Relatives of pathological gamblers 8x more likely to have their own problems

pathological-gambling-relativesThey fuck you up, your mum and dad.
They may not mean to, but they do.
They fill you with the faults they had
And add some extra, just for you.

Those famous lines by poet Philip Larkin were given academic support via new research that shows first degree relatives of pathological gamblers are eight times more likely to experience gambling problems of their own than are relatives of people not suffering from pathological gambling.

The study by University of Iowa’s Carver College of Medicine involved 95 pathological gamblers and 91 control subjects matched for age, gender and education level, along with 1,075 first-degree relatives (parents, children, siblings). Using interviews and proxy interview material, the researchers found that 11% of the pathological gamblers’ relatives were similarly afflicted, compared to 1% of the control group.

Extending the study to look at the prevalence of less severe problem gambling behavior, the study found 16% of pathological gamblers’ relatives had problems compared to just 3% in the control group. The pathological gamblers in the study were also found to have higher rates of depression, bipolar disorder, social anxiety disorder, PTSD and antisocial personality disorder.

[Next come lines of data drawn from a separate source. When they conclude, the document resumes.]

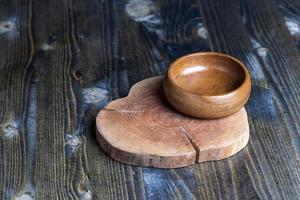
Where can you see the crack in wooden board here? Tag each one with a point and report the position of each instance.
(153, 134)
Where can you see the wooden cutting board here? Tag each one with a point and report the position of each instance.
(142, 129)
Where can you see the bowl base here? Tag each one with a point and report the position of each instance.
(143, 129)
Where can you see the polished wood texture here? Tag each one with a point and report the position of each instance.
(61, 61)
(207, 85)
(142, 129)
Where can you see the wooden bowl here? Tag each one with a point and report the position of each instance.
(207, 85)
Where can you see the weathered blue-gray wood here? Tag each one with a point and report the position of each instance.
(62, 61)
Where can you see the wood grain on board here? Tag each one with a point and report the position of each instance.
(61, 61)
(142, 129)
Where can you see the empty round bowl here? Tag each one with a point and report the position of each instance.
(207, 85)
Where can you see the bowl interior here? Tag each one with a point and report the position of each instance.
(207, 74)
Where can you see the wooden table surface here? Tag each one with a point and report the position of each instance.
(62, 60)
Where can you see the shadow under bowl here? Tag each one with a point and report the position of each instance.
(207, 85)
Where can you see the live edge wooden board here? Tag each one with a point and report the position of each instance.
(142, 129)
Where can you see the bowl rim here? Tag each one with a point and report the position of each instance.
(242, 65)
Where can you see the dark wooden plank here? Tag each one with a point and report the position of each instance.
(61, 166)
(15, 74)
(124, 52)
(268, 167)
(290, 10)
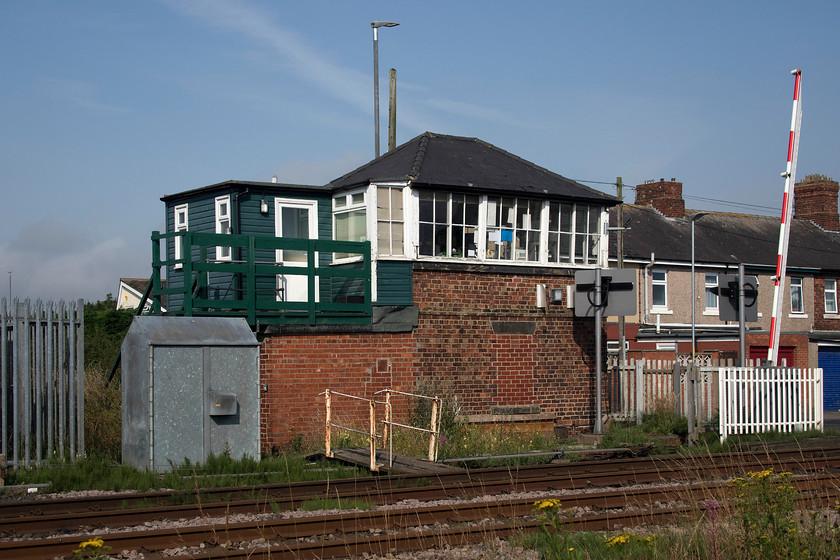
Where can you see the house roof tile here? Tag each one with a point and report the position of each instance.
(468, 164)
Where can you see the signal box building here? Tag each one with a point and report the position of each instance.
(426, 270)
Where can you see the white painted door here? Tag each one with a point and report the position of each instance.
(295, 219)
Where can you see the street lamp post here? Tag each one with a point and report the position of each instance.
(376, 25)
(693, 217)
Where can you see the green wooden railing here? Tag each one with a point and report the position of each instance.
(337, 274)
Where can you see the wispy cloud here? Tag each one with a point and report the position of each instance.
(345, 84)
(83, 94)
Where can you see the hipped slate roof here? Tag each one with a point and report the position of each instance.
(467, 164)
(724, 238)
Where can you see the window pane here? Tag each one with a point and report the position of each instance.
(440, 240)
(658, 292)
(457, 209)
(581, 218)
(440, 208)
(594, 214)
(565, 247)
(492, 211)
(566, 217)
(796, 305)
(831, 296)
(507, 212)
(553, 216)
(426, 207)
(457, 241)
(396, 204)
(471, 203)
(427, 235)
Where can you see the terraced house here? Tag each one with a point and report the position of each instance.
(658, 245)
(425, 270)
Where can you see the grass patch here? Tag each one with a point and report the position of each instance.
(102, 473)
(321, 504)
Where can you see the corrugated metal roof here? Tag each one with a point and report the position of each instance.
(724, 238)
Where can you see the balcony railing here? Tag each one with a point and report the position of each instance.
(319, 282)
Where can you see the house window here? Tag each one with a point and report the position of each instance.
(831, 296)
(573, 233)
(390, 220)
(180, 224)
(796, 302)
(447, 224)
(711, 295)
(223, 225)
(659, 294)
(513, 229)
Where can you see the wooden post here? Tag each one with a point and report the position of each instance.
(373, 466)
(433, 429)
(327, 429)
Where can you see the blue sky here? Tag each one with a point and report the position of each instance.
(107, 106)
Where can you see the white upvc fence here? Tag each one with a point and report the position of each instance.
(760, 399)
(747, 400)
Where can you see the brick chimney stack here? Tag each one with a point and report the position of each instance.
(815, 199)
(665, 196)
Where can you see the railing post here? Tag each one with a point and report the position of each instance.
(327, 424)
(433, 429)
(186, 254)
(640, 389)
(373, 466)
(251, 283)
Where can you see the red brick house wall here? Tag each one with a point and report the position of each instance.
(481, 341)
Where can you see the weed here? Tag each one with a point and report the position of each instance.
(92, 549)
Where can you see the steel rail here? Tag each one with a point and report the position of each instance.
(35, 523)
(351, 487)
(287, 533)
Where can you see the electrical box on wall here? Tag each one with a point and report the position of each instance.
(222, 403)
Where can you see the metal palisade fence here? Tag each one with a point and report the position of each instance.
(42, 376)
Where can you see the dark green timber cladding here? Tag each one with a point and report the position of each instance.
(393, 283)
(247, 220)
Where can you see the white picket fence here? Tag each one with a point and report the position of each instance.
(748, 400)
(762, 399)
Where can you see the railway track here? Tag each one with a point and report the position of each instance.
(295, 534)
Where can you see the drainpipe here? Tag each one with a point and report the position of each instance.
(647, 273)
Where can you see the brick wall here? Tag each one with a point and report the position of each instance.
(480, 341)
(665, 196)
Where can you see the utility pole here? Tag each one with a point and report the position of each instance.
(622, 353)
(392, 111)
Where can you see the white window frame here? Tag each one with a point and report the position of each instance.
(350, 202)
(180, 221)
(390, 221)
(654, 282)
(223, 226)
(830, 309)
(715, 309)
(449, 224)
(797, 284)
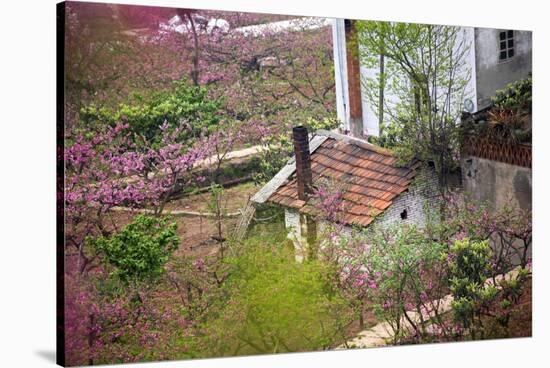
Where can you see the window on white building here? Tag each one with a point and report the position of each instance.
(506, 45)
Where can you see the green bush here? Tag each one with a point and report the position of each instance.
(275, 304)
(183, 103)
(140, 250)
(516, 96)
(470, 266)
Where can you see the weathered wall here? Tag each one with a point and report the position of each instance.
(492, 75)
(423, 192)
(497, 183)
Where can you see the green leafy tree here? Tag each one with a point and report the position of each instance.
(145, 116)
(276, 304)
(469, 269)
(421, 89)
(140, 250)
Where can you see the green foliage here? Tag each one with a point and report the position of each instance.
(516, 96)
(420, 93)
(275, 304)
(469, 268)
(182, 103)
(406, 270)
(140, 250)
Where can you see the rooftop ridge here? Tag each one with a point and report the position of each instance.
(353, 140)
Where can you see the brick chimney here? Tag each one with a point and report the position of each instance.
(354, 80)
(303, 162)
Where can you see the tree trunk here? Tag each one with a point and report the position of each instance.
(195, 71)
(382, 85)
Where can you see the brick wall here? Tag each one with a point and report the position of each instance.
(422, 192)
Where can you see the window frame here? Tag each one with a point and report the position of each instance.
(508, 48)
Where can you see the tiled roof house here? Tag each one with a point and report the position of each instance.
(376, 187)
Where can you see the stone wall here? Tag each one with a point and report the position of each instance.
(410, 206)
(496, 182)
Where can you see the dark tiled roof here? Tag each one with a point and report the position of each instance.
(368, 174)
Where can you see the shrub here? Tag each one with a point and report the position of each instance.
(469, 268)
(140, 250)
(183, 103)
(275, 304)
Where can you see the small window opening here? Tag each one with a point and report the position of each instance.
(506, 45)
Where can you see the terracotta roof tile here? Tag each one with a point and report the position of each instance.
(368, 175)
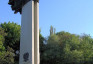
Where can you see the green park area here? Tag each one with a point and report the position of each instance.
(58, 48)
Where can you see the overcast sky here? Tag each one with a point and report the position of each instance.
(74, 16)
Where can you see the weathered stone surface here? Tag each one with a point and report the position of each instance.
(17, 5)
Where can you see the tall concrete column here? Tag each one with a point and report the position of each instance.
(36, 32)
(29, 43)
(27, 34)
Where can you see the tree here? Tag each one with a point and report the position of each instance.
(12, 39)
(6, 56)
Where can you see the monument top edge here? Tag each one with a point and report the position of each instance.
(17, 5)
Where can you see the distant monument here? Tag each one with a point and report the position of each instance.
(29, 42)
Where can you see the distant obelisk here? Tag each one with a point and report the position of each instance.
(29, 42)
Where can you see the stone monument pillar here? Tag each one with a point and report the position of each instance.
(29, 43)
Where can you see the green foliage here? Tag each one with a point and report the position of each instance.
(6, 57)
(13, 35)
(59, 48)
(66, 48)
(12, 39)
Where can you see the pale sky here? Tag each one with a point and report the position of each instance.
(74, 16)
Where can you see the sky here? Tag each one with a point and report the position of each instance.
(74, 16)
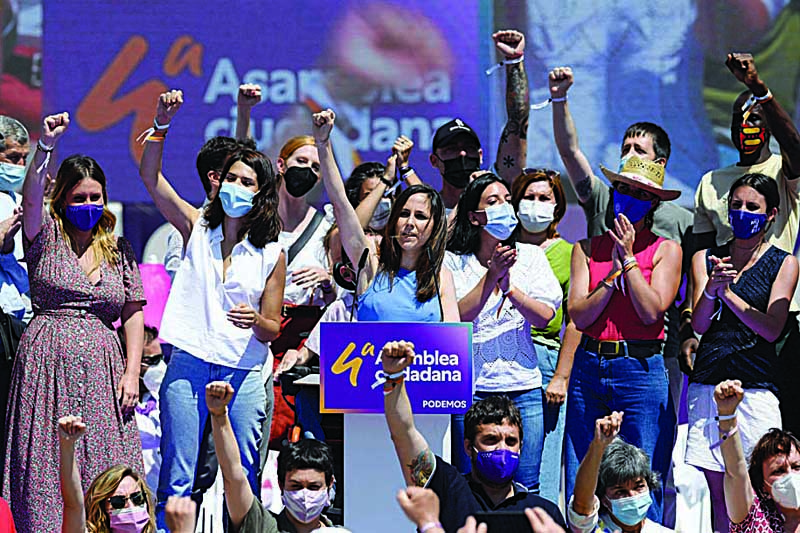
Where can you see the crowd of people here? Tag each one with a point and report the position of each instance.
(579, 350)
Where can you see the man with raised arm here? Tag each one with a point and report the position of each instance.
(492, 439)
(456, 150)
(757, 117)
(305, 477)
(644, 140)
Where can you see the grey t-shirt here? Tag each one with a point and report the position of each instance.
(670, 220)
(259, 520)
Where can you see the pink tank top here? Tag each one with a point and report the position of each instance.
(619, 320)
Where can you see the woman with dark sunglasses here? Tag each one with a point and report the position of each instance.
(621, 284)
(117, 500)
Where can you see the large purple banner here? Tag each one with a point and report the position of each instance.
(386, 67)
(351, 376)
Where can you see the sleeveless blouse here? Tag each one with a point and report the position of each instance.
(619, 320)
(730, 349)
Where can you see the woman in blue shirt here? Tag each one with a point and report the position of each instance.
(404, 279)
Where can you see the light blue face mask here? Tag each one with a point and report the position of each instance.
(236, 201)
(11, 176)
(500, 220)
(632, 510)
(381, 215)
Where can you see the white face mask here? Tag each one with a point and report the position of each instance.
(535, 216)
(381, 215)
(11, 176)
(500, 221)
(786, 490)
(153, 377)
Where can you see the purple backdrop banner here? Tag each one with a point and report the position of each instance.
(351, 376)
(387, 67)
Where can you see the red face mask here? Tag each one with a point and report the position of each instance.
(751, 138)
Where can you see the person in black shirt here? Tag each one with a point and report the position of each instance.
(492, 439)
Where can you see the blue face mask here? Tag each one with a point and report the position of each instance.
(84, 216)
(746, 224)
(500, 220)
(236, 201)
(11, 176)
(497, 466)
(632, 510)
(633, 208)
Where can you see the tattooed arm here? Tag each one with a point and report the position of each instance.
(512, 149)
(566, 137)
(415, 456)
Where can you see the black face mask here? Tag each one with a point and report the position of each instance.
(299, 180)
(458, 170)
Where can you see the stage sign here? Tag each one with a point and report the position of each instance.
(351, 374)
(386, 67)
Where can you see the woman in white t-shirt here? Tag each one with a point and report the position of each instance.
(224, 306)
(504, 290)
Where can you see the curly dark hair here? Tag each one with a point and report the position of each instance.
(428, 264)
(262, 224)
(465, 237)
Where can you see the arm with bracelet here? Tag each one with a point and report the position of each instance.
(175, 209)
(413, 452)
(585, 307)
(53, 127)
(738, 490)
(512, 150)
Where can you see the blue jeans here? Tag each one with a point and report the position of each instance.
(183, 416)
(554, 419)
(638, 386)
(529, 403)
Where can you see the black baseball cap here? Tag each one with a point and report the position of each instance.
(446, 133)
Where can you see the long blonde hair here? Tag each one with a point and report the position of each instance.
(103, 487)
(72, 171)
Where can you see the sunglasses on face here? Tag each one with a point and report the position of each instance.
(118, 502)
(550, 173)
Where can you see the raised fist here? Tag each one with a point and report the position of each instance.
(168, 104)
(510, 43)
(218, 396)
(249, 95)
(323, 124)
(560, 80)
(743, 66)
(396, 356)
(728, 396)
(607, 428)
(402, 147)
(70, 428)
(53, 127)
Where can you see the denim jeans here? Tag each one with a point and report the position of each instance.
(554, 419)
(637, 386)
(529, 403)
(183, 416)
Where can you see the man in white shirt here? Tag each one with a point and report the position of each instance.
(14, 149)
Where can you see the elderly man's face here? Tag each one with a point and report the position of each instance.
(15, 153)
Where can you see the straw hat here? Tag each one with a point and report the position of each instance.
(642, 174)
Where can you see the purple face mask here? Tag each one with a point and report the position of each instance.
(84, 216)
(129, 520)
(497, 466)
(306, 505)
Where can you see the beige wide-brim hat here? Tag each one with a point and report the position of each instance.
(642, 174)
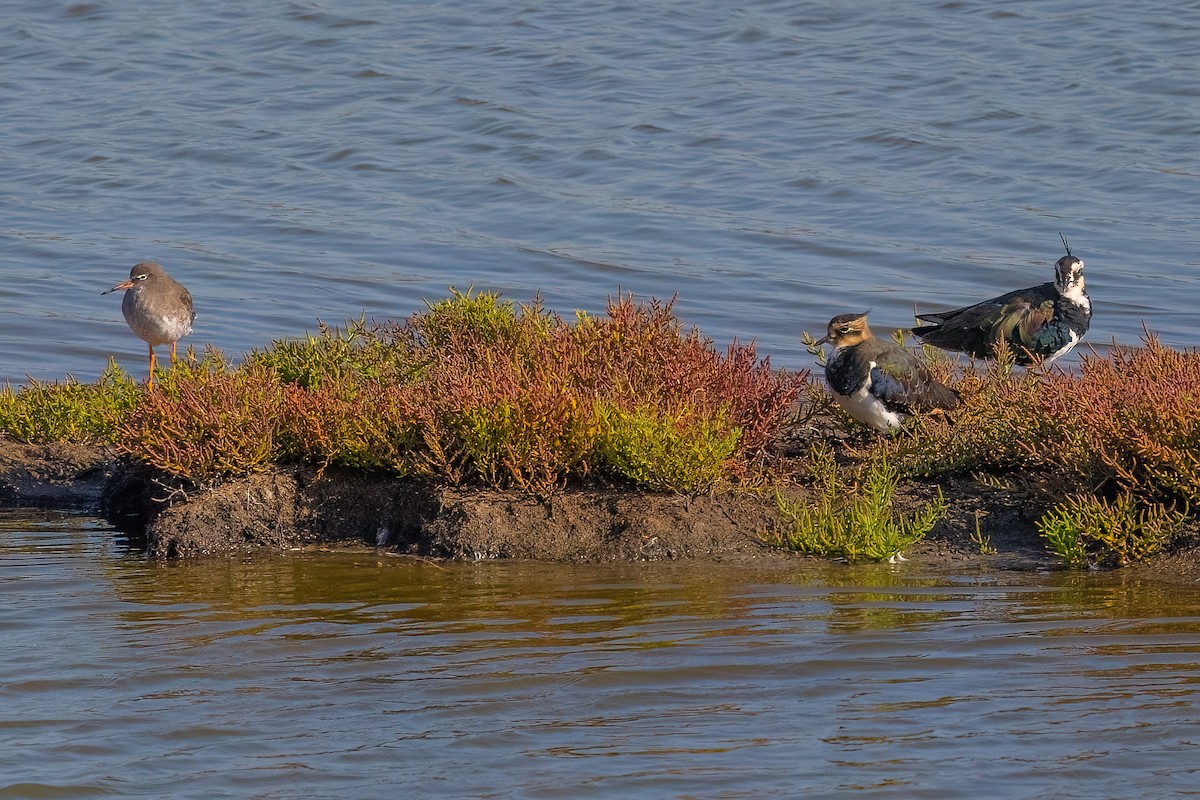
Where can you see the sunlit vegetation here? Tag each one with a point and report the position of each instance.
(851, 512)
(473, 390)
(477, 390)
(69, 410)
(1111, 451)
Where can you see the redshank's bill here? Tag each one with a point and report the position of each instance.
(157, 307)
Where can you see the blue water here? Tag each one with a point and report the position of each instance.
(773, 164)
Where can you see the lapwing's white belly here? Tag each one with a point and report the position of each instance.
(864, 407)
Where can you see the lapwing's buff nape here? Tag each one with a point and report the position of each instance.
(1039, 323)
(877, 382)
(157, 308)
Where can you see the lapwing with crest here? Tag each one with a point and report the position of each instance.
(1039, 323)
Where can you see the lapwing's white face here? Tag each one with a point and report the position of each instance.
(1068, 276)
(846, 330)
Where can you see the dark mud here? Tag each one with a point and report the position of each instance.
(283, 510)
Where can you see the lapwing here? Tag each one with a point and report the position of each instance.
(877, 382)
(157, 308)
(1043, 322)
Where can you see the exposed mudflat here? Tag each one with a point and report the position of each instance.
(293, 509)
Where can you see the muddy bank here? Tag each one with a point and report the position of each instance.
(283, 510)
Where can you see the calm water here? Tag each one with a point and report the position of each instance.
(772, 162)
(349, 675)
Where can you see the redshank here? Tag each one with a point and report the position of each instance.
(157, 307)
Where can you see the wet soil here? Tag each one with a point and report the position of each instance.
(289, 509)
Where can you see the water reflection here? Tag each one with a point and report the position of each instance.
(351, 674)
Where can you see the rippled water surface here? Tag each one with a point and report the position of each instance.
(774, 163)
(355, 675)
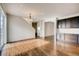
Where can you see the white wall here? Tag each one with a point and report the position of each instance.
(49, 28)
(19, 29)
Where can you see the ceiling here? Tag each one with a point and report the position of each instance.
(41, 10)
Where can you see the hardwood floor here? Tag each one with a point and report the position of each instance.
(37, 47)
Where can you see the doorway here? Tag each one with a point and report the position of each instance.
(49, 31)
(34, 25)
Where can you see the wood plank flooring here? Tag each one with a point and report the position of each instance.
(39, 47)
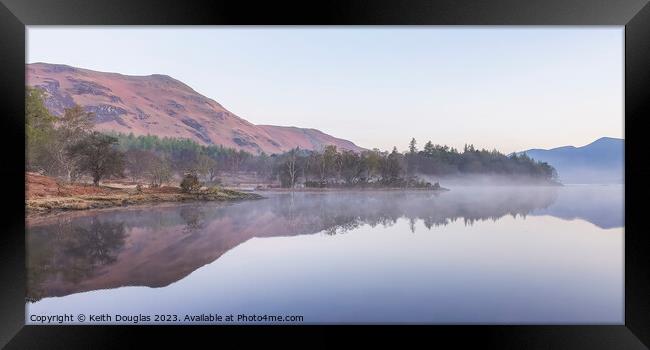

The pathological gamblers were also more likely to have substance abuse issues, adding more weight to previous studies that showed problems gamblers had difficulty controlling their use of a host of substances and/or activities. Not for nothing has Dr. Patrick Basham described these individuals as people whose problems go well beyond gambling. The genetic component linking pathological gamblers goes a long way towards explaining why the number of problem gamblers has remained more or less constant across many different jurisdictions despite a dramatic expansion in the number and range of gambling options over the past couple decades.

Professor of psychiatry Donald W. Black said the results of his study – the largest of its kind – were “quite striking” in that it confirmed what up till now had been purely anecdotal reports of pathological gamblers sharing a gene pool. Black voiced hope that the results might provide “a better chance of finding genes that are linked to the gambling disorder, and maybe that would pave the way for improving our understanding of the genetic transmission in general for psychiatric disorders, particularly in the realm of addiction.”